Research & Papers

S-LCG: Structured Linear Congruential Generator-Based Deterministic Algorithm for Search and Optimization

New deterministic optimizer hits within 1% of global optimum 83% of the time.

Deep Dive

S-LCG (Structured Linear Congruential Generator) is a novel deterministic optimization algorithm that reimagines random number generators for search and optimization. Developed by Ahmed Qasim Mohammed, Haider Banka, and Anamika Singh, it employs a two-level architecture: an external loop balances exploration and exploitation adaptively, while an internal loop evaluates solutions. Key innovations include a memoryless scheme ensuring non-overlapping sequences (no redundant evaluations), bit splitting to convert generator states into multi-dimensional points (overcoming the Marsaglia lattice effect), and constant information gathering speed to prevent premature convergence. The algorithm requires only one sensitive parameter, making it exceptionally easy to tune and fully reproducible.
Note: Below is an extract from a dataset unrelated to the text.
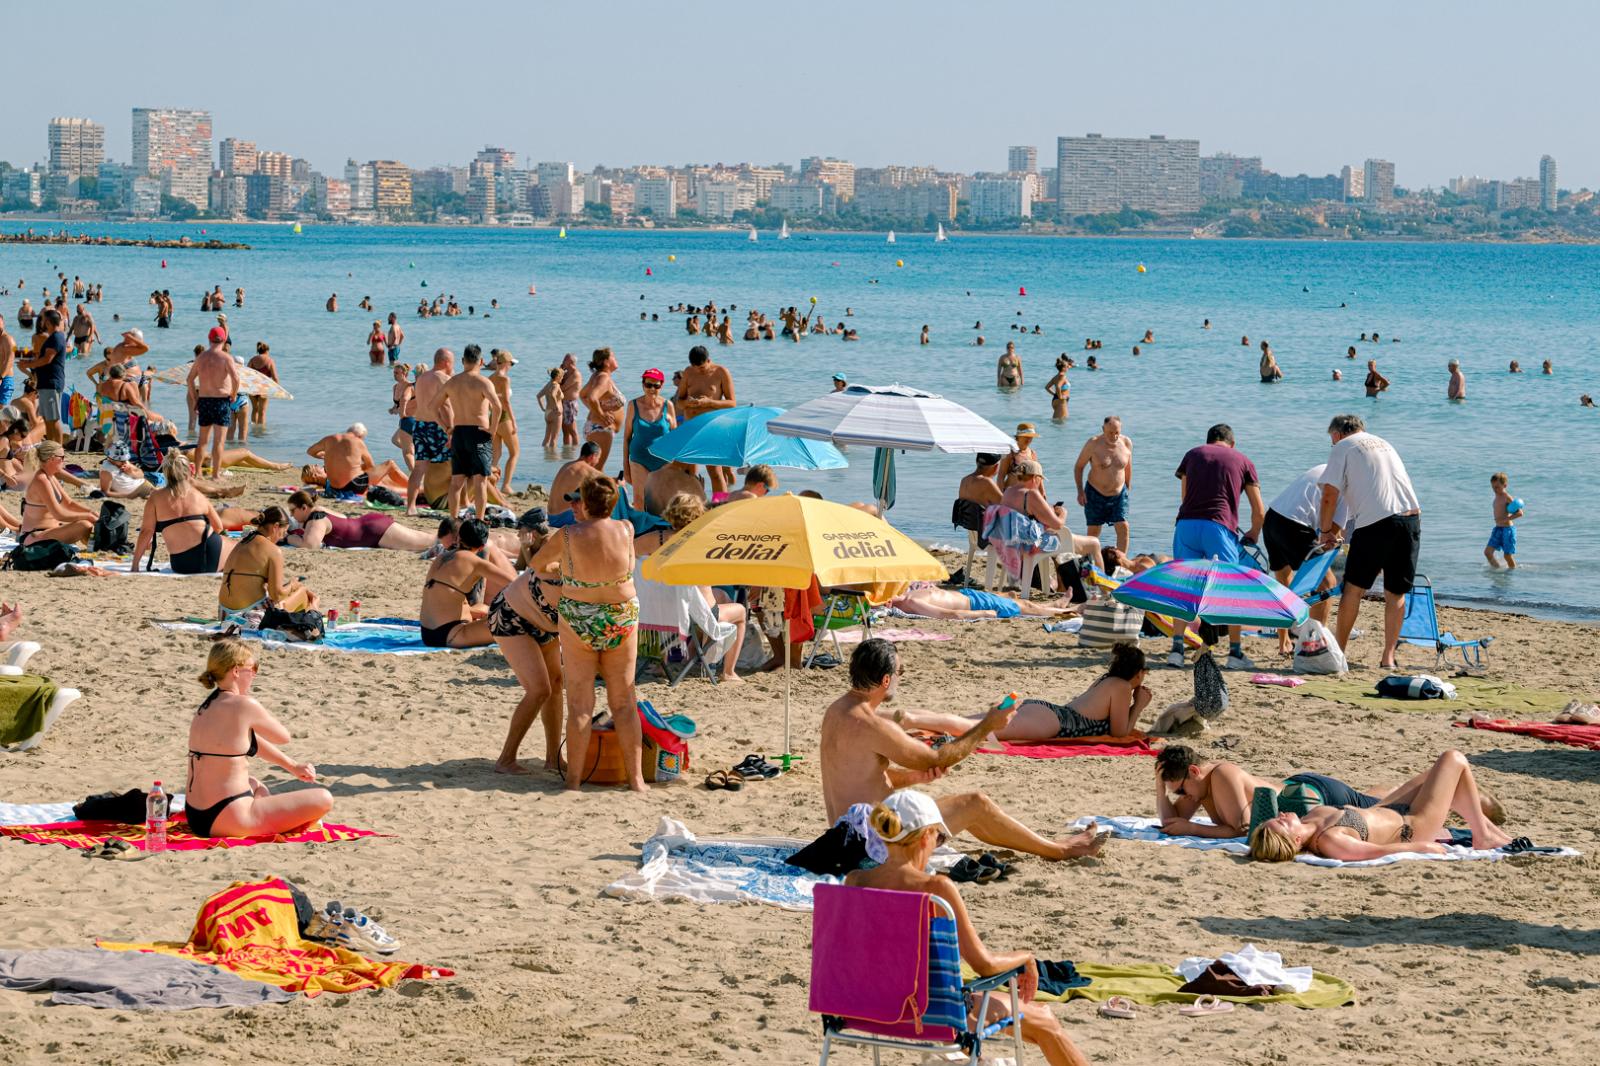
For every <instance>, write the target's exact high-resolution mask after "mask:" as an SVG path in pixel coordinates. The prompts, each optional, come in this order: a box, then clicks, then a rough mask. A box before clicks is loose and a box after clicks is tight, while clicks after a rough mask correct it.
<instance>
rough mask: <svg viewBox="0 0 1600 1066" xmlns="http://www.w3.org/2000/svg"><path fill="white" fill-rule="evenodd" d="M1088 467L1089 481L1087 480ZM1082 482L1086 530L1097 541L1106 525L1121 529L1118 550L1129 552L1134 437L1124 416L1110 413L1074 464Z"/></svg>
mask: <svg viewBox="0 0 1600 1066" xmlns="http://www.w3.org/2000/svg"><path fill="white" fill-rule="evenodd" d="M1085 467H1086V469H1088V482H1085V480H1083V472H1085ZM1072 480H1075V482H1077V483H1078V506H1080V507H1083V520H1085V522H1086V523H1088V528H1086V533H1088V535H1090V536H1093V538H1094V539H1096V541H1098V539H1099V531H1101V527H1102V525H1109V527H1112V528H1115V530H1117V551H1120V552H1123V554H1126V551H1128V490H1130V488H1133V440H1130V439H1128V437H1123V435H1122V419H1120V418H1117V416H1115V415H1107V416H1106V421H1102V423H1101V432H1099V435H1096V437H1090V439H1088V440H1086V442H1085V443H1083V450H1082V451H1078V461H1077V463H1075V464H1074V466H1072Z"/></svg>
Extensive testing on 26 benchmark functions across dimensions 2 to 30 shows S-LCG consistently within 1% of the global optimum in 83.3% of 138 test cases (100% at d=2, 81.2% at d=30). This surpasses the nearest competitor, Genetic Algorithm (GA), which achieved 75.4%. Statistical validation confirms S-LCG outperforms eight cutting-edge binary algorithms. Practical value is demonstrated on three constrained engineering design problems. S-LCG offers a strictly reproducible, parameter-light alternative to stochastic methods, with potential applications in engineering, logistics, and AI hyperparameter tuning.

Key Points
  • Memoryless scheme ensures no overlapping sequences, eliminating redundant evaluations
  • Bit splitting converts LCG states into multi-dimensional points, solving the Marsaglia lattice effect
  • Achieves 83.3% near-optimum rate vs 75.4% for GA, with only one tunable parameter

Why It Matters

A deterministic, reproducible optimizer needing single-parameter tuning could simplify real-world engineering and AI optimization.